Plan wicepremiera Mateusza Morawieckiego zakłada, że pobudzenie gospodarki nie może być łączone z niskimi płacami i to jest dla mnie najważniejsze - powiedział przewodniczący Solidarności Piotr Duda o planie gospodarczym przyjetym ostatni przez rząd Beaty Szydło

W odpowiedzi na pytanie dziennikarki TVP1, czy plan Morawieckiego nie jest zbyt ambitny odparł, że plan jest "bardzo ambitny, rozłożony w czasie, bo na ponad 20 lat". Dodał, że w ciągu ostatnich 20 lat przedstawiono "wiele takich planów: Balcerowicza, Hausnera, Kołodki, Belki", które jednak tym różniły się od planu Morawieckiego, że były "liberalne, a główny nacisk kładziono na zaciskanie pasa przez pracowników".

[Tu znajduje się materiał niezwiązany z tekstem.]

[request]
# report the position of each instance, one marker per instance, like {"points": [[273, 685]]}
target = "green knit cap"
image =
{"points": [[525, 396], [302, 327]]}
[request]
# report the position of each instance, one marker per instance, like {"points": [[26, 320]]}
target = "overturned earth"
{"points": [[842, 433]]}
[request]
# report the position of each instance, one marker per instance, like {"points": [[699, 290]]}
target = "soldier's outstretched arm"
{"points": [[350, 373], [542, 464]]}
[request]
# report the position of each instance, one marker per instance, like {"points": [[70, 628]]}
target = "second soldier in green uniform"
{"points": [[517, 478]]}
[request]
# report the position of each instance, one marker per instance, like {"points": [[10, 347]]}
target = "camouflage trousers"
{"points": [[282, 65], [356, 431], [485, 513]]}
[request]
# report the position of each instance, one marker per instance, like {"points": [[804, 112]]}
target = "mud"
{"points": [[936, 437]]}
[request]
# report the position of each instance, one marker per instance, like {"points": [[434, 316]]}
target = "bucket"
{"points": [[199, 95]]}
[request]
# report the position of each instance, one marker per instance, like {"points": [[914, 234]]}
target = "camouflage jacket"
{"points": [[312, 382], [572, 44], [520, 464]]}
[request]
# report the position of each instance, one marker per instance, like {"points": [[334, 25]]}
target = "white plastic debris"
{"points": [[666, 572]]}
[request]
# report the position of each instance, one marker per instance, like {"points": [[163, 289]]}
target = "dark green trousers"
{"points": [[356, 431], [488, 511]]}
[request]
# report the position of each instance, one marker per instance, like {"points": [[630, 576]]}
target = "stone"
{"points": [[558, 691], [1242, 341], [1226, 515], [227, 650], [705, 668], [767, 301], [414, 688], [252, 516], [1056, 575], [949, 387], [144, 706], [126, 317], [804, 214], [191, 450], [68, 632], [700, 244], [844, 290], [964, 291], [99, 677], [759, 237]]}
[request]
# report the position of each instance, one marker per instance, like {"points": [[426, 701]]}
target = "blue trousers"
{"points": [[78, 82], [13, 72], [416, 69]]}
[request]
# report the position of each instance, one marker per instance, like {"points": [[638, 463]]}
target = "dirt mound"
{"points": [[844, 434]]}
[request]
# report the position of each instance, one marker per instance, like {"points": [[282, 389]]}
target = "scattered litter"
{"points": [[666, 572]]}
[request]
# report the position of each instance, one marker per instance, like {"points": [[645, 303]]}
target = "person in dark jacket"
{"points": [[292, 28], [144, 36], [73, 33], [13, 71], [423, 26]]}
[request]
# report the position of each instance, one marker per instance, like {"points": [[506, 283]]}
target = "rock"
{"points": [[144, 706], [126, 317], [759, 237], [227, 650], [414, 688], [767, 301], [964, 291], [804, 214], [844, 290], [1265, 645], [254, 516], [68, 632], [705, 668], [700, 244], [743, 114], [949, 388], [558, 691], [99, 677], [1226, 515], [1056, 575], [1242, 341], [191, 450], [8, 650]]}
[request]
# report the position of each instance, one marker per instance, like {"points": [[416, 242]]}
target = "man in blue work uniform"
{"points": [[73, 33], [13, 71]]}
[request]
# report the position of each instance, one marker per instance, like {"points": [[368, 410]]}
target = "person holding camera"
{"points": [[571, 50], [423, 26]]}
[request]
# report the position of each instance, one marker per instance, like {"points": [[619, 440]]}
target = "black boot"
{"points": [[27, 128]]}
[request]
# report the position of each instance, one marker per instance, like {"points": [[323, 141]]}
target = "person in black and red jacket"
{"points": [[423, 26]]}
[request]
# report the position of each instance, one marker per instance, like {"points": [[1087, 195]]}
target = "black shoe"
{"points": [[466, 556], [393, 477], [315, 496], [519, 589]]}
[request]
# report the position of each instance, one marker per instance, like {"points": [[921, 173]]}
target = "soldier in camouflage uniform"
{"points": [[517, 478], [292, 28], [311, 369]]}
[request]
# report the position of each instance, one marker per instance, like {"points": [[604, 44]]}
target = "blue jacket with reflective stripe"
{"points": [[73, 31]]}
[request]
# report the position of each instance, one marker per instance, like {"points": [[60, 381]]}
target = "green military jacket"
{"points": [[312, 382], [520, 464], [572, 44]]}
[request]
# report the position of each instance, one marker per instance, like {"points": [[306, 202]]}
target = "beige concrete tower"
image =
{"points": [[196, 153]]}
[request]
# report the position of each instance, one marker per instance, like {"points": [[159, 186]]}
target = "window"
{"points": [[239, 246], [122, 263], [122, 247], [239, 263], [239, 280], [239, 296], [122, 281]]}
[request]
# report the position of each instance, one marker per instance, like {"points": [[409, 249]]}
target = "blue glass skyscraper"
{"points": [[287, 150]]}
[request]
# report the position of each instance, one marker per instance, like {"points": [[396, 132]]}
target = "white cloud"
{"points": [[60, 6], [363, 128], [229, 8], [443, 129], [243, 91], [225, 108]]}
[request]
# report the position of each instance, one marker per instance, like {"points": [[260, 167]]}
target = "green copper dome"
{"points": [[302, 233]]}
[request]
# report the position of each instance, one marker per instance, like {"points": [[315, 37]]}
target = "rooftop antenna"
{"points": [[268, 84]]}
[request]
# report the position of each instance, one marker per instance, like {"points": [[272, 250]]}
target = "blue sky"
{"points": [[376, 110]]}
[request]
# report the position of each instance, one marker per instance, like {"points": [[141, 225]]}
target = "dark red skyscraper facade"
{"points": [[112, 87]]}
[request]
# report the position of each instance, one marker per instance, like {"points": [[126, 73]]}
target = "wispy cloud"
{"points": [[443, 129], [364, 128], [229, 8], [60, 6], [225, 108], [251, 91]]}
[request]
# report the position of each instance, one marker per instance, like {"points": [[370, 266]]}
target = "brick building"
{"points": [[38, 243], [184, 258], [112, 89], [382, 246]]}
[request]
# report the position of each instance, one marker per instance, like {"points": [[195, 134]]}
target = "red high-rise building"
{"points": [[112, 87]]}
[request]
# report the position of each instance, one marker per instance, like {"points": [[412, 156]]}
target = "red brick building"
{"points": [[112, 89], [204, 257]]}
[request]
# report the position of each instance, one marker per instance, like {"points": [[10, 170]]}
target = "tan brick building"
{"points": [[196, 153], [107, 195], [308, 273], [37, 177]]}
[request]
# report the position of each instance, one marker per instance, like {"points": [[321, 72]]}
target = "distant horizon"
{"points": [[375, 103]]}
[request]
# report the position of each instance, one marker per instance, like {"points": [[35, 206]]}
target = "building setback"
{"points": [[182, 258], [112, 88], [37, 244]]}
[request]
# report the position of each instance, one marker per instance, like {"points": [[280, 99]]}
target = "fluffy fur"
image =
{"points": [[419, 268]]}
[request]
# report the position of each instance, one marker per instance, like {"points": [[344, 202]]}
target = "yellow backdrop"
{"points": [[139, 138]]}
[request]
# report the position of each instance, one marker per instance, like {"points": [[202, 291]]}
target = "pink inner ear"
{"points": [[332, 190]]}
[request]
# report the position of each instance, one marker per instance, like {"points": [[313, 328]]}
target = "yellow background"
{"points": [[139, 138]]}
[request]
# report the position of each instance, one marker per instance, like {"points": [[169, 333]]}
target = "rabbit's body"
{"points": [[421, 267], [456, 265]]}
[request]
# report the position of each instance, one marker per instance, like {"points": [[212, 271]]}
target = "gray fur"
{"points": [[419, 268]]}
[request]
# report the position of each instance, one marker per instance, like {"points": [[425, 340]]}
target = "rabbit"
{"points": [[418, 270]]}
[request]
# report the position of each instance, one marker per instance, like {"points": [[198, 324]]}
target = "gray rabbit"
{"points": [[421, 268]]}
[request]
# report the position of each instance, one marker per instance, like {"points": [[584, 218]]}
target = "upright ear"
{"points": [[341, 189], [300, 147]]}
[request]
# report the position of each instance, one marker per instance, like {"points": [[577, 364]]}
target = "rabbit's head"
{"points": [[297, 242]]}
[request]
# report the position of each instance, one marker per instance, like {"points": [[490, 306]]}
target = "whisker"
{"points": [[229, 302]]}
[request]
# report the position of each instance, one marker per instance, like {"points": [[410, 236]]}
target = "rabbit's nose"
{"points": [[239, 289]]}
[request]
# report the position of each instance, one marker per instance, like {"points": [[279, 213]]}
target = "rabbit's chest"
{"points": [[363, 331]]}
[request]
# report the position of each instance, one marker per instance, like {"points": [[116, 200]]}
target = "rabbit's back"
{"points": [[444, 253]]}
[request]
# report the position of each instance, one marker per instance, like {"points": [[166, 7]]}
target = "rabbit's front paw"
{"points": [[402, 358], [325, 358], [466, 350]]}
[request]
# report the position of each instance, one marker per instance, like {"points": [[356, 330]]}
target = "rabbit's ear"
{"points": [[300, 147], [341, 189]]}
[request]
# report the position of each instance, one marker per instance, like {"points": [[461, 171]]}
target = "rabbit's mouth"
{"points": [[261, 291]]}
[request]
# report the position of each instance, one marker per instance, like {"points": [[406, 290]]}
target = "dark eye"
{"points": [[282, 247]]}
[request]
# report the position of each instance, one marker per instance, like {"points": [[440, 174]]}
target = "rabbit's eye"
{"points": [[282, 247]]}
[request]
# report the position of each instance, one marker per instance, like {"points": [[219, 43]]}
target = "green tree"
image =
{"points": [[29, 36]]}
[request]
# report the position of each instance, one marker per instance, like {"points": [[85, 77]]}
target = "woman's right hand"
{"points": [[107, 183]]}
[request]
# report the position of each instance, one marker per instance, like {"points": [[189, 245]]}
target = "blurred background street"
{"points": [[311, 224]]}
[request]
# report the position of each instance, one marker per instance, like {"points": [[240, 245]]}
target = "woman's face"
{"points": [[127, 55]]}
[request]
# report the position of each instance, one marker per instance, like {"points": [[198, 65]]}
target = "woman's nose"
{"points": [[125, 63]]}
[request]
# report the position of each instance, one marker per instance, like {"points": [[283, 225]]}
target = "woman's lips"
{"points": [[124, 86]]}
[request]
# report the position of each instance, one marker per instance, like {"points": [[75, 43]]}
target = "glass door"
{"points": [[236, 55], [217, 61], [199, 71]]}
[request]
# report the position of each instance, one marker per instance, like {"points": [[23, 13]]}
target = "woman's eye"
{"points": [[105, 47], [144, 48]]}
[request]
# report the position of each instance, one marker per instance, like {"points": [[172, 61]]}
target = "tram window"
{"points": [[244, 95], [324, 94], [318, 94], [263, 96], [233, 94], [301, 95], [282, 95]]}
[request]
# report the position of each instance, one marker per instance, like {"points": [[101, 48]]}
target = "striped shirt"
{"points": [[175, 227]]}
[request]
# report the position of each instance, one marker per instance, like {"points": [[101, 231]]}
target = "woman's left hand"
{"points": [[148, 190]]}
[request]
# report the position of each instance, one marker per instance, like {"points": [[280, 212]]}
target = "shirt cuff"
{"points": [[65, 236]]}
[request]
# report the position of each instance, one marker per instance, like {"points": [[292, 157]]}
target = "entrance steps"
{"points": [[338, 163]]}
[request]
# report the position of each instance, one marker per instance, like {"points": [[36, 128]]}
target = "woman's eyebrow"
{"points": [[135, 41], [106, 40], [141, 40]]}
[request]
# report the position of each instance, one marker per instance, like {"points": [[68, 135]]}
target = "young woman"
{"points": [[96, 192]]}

- Ten plan zakłada coś innego. Premier Morawiecki mówi, że ten plan nie może być oparty na niskich wynagrodzeniach, że konkurencja i pobudzenie gospodarki nie może być łączony z niskimi płacami i to jest dla mnie najważniejsze - mówił Przewodniczący "Solidarności". Zaznaczył, że połączenie tych założeń z unijnym planem Junckera, który przewiduje na pobudzenie gospodarki prawie 300 mld euro, da szansę na zrównoważony rozwój kraju i np. przesunięcie wielkich inwestycji także w kierunku Ściany Wschodniej.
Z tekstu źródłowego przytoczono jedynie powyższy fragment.